New to the fair this year is the Greenup’s Got Talent event on Thursday evening. “This is turning into a bigger event than I thought it would be,” said fair board chairman Jay Sizemore. “We’ve already got over 60 entries.” Talented locals can sign up before the show at 5 p.m. on Thursday.
“All of our vendor space is packed – there’s not room for another thing,” he said. “We’ve got so much going on. And, of course, it’s an election year so, we have all the politicians with booths. The beauty pageant is Tuesday – that always brings out a good crowd.” The Miss Greenup County Fair pageant is at the main arena at 7 p.m Tuesday, followed on Wednesday by the baby, toddler, youth and teen pageants on Wednesday.
As with all local fairs, the 4-H kids and their animals will be a focal point of each day. This year’s theme is Farm Pride – Greenup County Wide, said Lauren Pullin of the Greenup County Extension Service.
“We serve a very large area in Greenup County, so we have a good livestock program,” said Aaron Boyd of the Extension Service. “We’ll have around 200 kids showing livestock this year. They’re closed shows, which means only 4-H and FFA (Future Farmers of America clubs) can exhibit.”
Tuesday’s livestock events include beef cattle, rabbits and poultry. Wednesday will be the hog and feeder pig show in the morning, and the popular horse show in the evening. Thursday will be lambs, goats and dairy animals, with the Round Robin event in the afternoon where the animal showmanship winners will display their skills and animals.
“The fair is also going to have an animal show on Friday for special needs kids,” said Pullin. 4-H and FFA members will display their animals and explain how they are raised to any special needs youth from 9:30 a.m. until 2 p.m.
“Some of these kids work nearly all year with their animals,” Boyd explained, “although the biggest part of the work begins in the spring.” They prepare by feeding and grooming the animals and training them for presenting to the crowds and judges. Some of the youth go to livestock markets to get their animals, others come from family farms.

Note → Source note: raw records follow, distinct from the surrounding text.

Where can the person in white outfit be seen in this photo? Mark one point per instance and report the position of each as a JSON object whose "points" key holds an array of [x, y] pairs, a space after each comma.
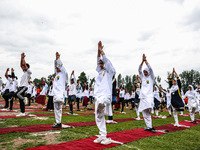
{"points": [[169, 106], [198, 97], [176, 99], [72, 92], [137, 94], [146, 93], [157, 100], [23, 84], [192, 102], [59, 90], [103, 93]]}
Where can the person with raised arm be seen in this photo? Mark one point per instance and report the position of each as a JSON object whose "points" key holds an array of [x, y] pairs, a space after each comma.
{"points": [[137, 94], [59, 90], [23, 84], [146, 93], [72, 92], [176, 99], [103, 93], [192, 102]]}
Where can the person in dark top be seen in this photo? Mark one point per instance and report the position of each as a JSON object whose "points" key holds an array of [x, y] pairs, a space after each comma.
{"points": [[176, 99]]}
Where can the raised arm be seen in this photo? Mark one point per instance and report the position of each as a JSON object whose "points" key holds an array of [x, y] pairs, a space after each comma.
{"points": [[23, 62], [107, 63], [6, 74], [140, 67]]}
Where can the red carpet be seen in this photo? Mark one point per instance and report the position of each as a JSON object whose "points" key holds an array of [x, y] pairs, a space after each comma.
{"points": [[121, 136], [4, 117], [37, 128]]}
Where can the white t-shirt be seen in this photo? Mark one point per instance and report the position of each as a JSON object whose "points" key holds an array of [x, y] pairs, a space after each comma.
{"points": [[25, 78], [13, 85], [30, 88], [103, 85], [60, 79], [121, 93]]}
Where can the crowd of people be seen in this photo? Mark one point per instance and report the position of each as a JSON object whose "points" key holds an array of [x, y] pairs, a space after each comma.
{"points": [[145, 97]]}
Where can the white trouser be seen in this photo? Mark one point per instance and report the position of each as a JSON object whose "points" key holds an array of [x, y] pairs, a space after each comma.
{"points": [[169, 110], [99, 116], [58, 111], [137, 112], [199, 108], [175, 116], [181, 112], [147, 117], [192, 113]]}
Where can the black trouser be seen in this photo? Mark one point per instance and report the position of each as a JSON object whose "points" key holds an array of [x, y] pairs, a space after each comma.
{"points": [[6, 98], [10, 96], [20, 94], [50, 103]]}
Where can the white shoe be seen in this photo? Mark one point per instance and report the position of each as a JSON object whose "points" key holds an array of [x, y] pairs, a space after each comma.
{"points": [[21, 114], [138, 118], [106, 141], [100, 108], [177, 125], [98, 140]]}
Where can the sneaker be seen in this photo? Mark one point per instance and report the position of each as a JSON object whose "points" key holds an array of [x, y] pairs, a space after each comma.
{"points": [[193, 121], [98, 140], [70, 113], [177, 125], [57, 125], [21, 114], [100, 108], [106, 141], [150, 129], [153, 130]]}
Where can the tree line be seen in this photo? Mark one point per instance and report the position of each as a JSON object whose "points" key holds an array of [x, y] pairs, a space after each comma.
{"points": [[191, 77]]}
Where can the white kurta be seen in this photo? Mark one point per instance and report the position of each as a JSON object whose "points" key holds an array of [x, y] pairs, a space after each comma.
{"points": [[146, 93]]}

4-H club members can also submit entries for judging in the homemaking genre, with categories such as arts and crafts, food, food preservation, quilts and sewing. The Extension Service also has 10 homemakers’ clubs in Greenup County, with over 180 club members and members at large. Homemakers clubs are judged separately.

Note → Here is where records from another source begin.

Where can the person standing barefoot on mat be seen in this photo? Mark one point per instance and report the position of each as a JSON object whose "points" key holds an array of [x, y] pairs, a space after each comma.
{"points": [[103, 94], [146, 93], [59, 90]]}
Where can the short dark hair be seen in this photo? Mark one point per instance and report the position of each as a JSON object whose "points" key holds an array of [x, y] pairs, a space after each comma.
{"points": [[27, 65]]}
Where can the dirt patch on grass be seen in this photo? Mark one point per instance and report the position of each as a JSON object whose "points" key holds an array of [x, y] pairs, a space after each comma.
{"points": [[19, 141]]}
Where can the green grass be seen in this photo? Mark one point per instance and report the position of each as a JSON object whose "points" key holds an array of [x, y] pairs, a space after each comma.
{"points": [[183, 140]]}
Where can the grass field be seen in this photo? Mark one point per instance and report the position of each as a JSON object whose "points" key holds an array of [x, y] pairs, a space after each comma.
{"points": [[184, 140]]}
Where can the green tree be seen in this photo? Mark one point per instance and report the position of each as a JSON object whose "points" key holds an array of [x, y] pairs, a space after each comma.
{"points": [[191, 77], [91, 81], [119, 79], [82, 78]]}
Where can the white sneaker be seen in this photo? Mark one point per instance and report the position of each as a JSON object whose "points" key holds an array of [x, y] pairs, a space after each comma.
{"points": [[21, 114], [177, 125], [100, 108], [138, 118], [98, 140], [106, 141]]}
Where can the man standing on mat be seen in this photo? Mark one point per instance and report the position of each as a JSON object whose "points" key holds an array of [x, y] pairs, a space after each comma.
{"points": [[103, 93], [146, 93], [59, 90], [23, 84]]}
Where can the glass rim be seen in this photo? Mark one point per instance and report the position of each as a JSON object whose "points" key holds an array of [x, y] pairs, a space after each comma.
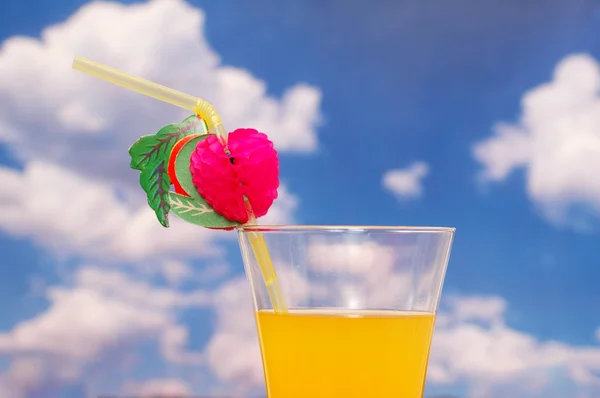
{"points": [[343, 228]]}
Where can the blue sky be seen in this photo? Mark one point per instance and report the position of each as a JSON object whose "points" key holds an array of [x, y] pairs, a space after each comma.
{"points": [[386, 85]]}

The homemaking exhibits will be on display at the Harold Rice Agriculture Building. “Even the booths are judged,” said Pullin. “Everyone comes
out to decorate their booth – they put a lot of thought and creativity into it.”

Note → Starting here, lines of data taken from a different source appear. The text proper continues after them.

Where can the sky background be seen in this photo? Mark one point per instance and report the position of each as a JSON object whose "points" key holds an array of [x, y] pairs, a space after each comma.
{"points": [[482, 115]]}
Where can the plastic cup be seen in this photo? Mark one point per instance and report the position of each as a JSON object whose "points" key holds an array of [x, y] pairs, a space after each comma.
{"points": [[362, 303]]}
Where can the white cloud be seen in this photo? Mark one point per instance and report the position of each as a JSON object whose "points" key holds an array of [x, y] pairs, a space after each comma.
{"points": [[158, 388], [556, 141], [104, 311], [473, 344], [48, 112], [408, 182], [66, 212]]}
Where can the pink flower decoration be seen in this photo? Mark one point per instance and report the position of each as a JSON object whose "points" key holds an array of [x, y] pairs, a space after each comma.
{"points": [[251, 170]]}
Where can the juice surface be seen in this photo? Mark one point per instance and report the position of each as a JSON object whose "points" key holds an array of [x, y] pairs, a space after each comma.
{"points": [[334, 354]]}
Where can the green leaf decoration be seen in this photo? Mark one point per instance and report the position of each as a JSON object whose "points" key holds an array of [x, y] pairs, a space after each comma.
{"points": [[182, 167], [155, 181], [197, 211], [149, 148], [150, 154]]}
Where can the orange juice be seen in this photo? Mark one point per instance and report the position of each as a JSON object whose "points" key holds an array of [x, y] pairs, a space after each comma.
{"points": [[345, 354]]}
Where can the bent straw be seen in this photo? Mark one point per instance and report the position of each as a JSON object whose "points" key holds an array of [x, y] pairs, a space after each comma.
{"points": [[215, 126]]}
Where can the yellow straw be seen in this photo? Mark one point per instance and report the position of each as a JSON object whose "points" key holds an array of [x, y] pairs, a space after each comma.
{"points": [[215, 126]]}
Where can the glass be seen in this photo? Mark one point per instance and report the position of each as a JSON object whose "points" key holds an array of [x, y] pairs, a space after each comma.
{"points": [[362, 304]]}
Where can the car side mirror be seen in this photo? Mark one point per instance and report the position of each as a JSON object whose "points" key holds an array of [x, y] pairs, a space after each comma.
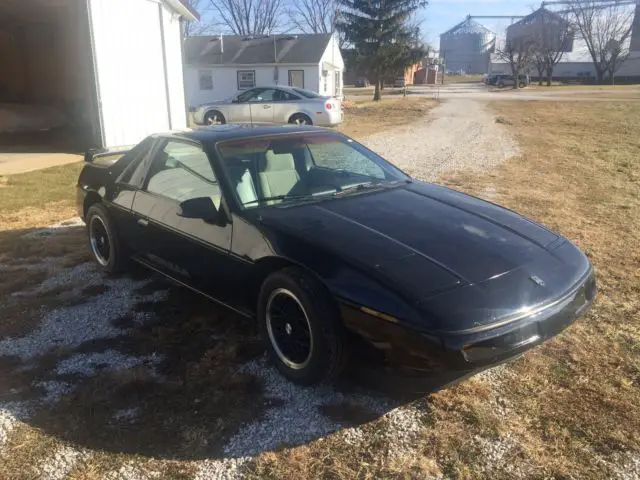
{"points": [[200, 207]]}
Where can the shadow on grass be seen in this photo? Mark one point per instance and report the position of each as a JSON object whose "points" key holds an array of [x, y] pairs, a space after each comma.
{"points": [[161, 372]]}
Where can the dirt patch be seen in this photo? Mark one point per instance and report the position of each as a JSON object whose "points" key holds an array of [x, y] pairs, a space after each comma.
{"points": [[366, 118], [459, 134]]}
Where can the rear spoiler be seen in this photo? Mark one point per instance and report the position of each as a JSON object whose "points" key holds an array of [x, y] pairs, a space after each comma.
{"points": [[105, 156]]}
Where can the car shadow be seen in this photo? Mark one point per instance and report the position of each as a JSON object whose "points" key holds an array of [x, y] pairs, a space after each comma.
{"points": [[132, 364]]}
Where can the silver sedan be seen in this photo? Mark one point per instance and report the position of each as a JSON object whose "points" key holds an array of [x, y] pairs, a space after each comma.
{"points": [[272, 105]]}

Fair goers can enjoy the bluegrass and gospel sing Friday evening at the pole barn, as well as the tractor pull.
“One of our most popular events is the tractor pull, which is one of the biggest in Kentucky,” said Sizemore. “People come from all other the state to take part. “And the lawnmower races are on Saturday – that’s always a lot of fun. We want to thank Grayson Rural Electric Cooperative with all of the support for these events. They really give us a lot of help.”
Saturday’s events kick off with recognition of the livestock skill winners, and auction of the grand champion and champion livestock. The Greenup Old Tractor Engines and Machinery group’s Antique Tractor Show begins at 10 a.m., with a dog show at 11 a.m.
Each day will also feature fun events for children such as the petting zoo and the carnival rides. All in all, the Greenup County Fair has something for everyone. Chainsaw artist Harley Dougherty will give demonstrations of his talent each day. Check the fair schedule for times.
“Hopefully, the weather will cooperate. We expect to have a really great fair this year,” said Sizemore.